Il y a quelques semaines, nous vous parlions d’elle, du talent de cette jeune fille, des poèmes qu’elle écrit et qui sont visionnés des centaines de milliers de fois. Je me faisais personnellement un plaisir de la rencontrer le 29 mars, dans le cadre d’activités qu’elle devait tenir à l’Ecole de Gouvernance et d’Economie de Rabat.

Cruelle ironie du sort, c’est son poème La nationalité, qui a le plus été visionné. Car ce qui semble motiver le refus des autorités marocaines, c’est bien que le document de voyage de Farah soit… syrien.

Certes, ce refus s’inscrit dans la droite lignée de la politique que mène le Maroc envers les réfugiés syriens, et l’on me rétorquera que la politique des visas est un domaine souverain. J’en conviens avec plaisir. Il ne s’agit pas d’entrer dans un débat politique.
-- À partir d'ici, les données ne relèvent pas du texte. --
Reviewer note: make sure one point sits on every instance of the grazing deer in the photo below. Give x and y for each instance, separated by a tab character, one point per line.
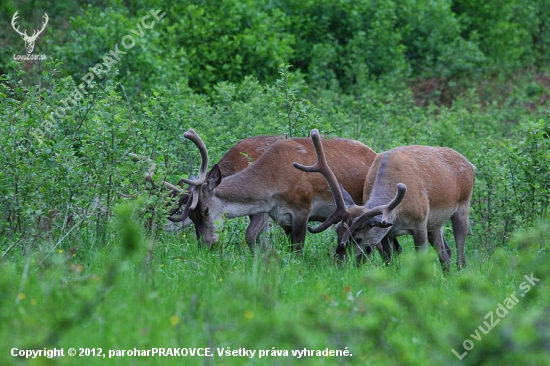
271	185
29	40
434	184
238	158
Mais, de toute évidence, Farah Chamma n’a pas tout à fait le look d’un combattant palestinien, ni d’un membre de Jabhat Al Nosra en Syrie.

Farah Chamma venait simplement rencontrer de jeunes Marocains, des artistes, échanger avec eux, créer un lien culturel et social. Elle venait parler d’art, de poésie, rencontrer Hamza de L’bassline et le rappeur Syrien Yazen. La culture est-elle une si terrible arme que les autorités marocaines ont décidé de partir en croisade contre toute initiative, grande ou petite, qui échapperait à leur contrôle ? Nous avons eu l’occasion de disserter, longuement, sur la conception de la politique culturelle officielle marocaine. Elle a le mérite d’exister, et ce bien qu’elle soit très souvent critiquable.

Mais qu’il existe une politique officielle est une chose, qu’on tente, en parallèle, d’annihiler toutes les initiatives, interdire les contre-cultures, les sous-cultures, toute tentative de créativité pouvant échapper au contrôle, en est une autre. C’est une dangereuse atteinte à la liberté d’expression – car, au fond, il s’agit avant tout de cela -, dont les exemples tendent à se multiplier. Encore plus incompréhensible au vu de la faiblesse des « enjeux », si j’ose m’exprimer ainsi.

En plein sommet de la Ligue arabe, centré sur la crise syrienne, cette décision de refuser l’entrée sur le territoire marocain à une poétesse palestinienne de 19 ans – la cause arabe par excellence – est affligeante. Mais, au-delà de cela, elle est révélatrice.